Co-op Conquers Floods and Cracked Sidewalks

Whitestone, Queens

Le Havre co-op hugs the East River and the Throgs Neck Bridge.

Feb. 14, 2018 — The board at Le Havre co-op in Queens fixed water-induced problems without draining shareholders' wallets.

Le Havre on the Water is a 1,024-unit luxury cooperative in Whitestone, Queens. It boasts a health club, two swimming pools, and a tennis court, but, as its name indicates, the co-op’s close proximity to the East River is the crown jewel of its amenities. Ironically, that beautiful river is also related to the co-op’s biggest headache.

“The water table is so significant,” says Steve Young, the co-op board’s vice president. “It creates a lot of issues.”

A major issue is that the water table beneath the complex freezes every winter, which puts pressure on the concrete walkways that connect the 32 nine-story buildings. Over the years, that pressure caused the concrete to crack both on the walkways and on the covered porticos that surround each building. “It didn’t look good,” Young says. “It looked awful.”

The cracked concrete was also a lawsuit waiting to happen. “If somebody trips on a defective sidewalk, the owner of a property adjacent to it could have liabilities,” explains the board’s attorney Geoffrey Mazel, a partner at Hankin & Mazel. “Their sidewalks were in decent shape from a liability perspective, but the board was being proactive."

The cracked concrete wasn’t the only water-induced problem the board was facing. "Every time it rained,” says Young, “we’d have water go right up into the lobby of the buildings. Every time it rained – a hard rain or mild – building No. 5 would have two to three inches of water. Building No. 2 had more significant problems.”

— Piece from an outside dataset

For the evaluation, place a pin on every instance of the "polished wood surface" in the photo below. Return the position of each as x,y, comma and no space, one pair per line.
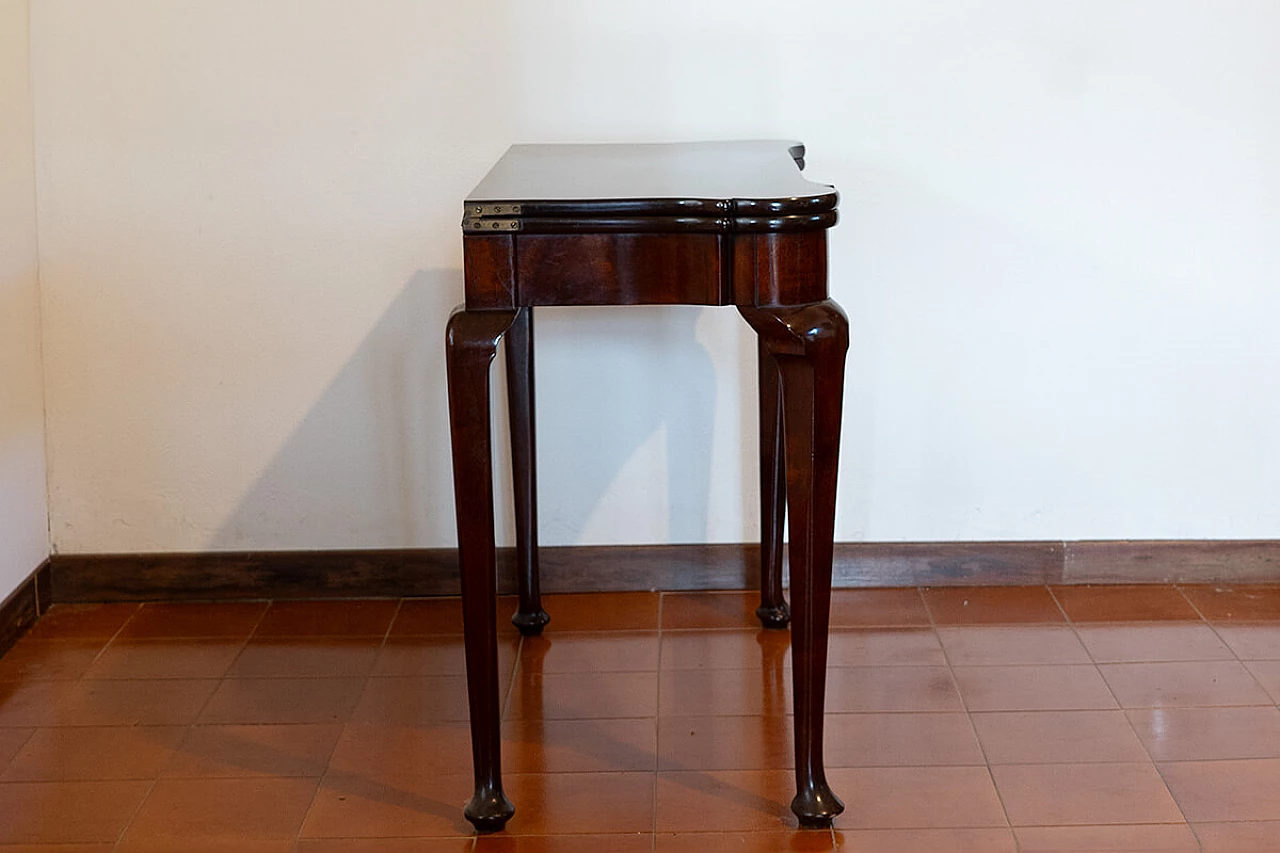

So in 2014, the board hired Merritt Engineering to conduct an assessment. The engineers advised the co-op to remove the broken concrete, dig out four to 12 inches of soil, and lay down plastic sheets and rocks beneath the new rebar-fortified concrete. This prevents water infiltration and the ensuing damage from freeze-thaw cycles. Digging up the concrete around the buildings also allowed the co-op to add a series of drains that addressed the chronic flooding.

Sal Salamone General Contractor was brought on for the job, which will cost the co-op an estimated $3 million by its expected completion in five to six years. Work has moved at steady clip, with Salamone completing three or four buildings per summer in the 28-acre complex, which has stunning views of the Throgs Neck Bridge. Nearly half of the work is complete.

“Since we did this work,” Young says, “we haven’t had one problem.” Best of all, shareholders have barely felt the pinch because the project was largely paid for from the co-op’s reserve fund. According to Young, maintenance fees have increased more than 2 percent just once in the last seven years (a 2.58 percent bump in 2017), even as the complex underwent myriad upgrades, including an oil-to-gas conversion. Young credits board president Stanley Greenberg for the co-op’s fiscal stability, noting that he has “done a great job of developing a reserve fund over the years that’s helped pay for all this work.”

For Le Havre’s shareholders, that has meant an escape from water damage – without a drain on their wallets.

PRINCIPAL PLAYERS – ENGINEER: Merritt Engineering. CONTRACTOR: Sal Salamone General Contractor. ATTORNEY: Hankin & Mazel.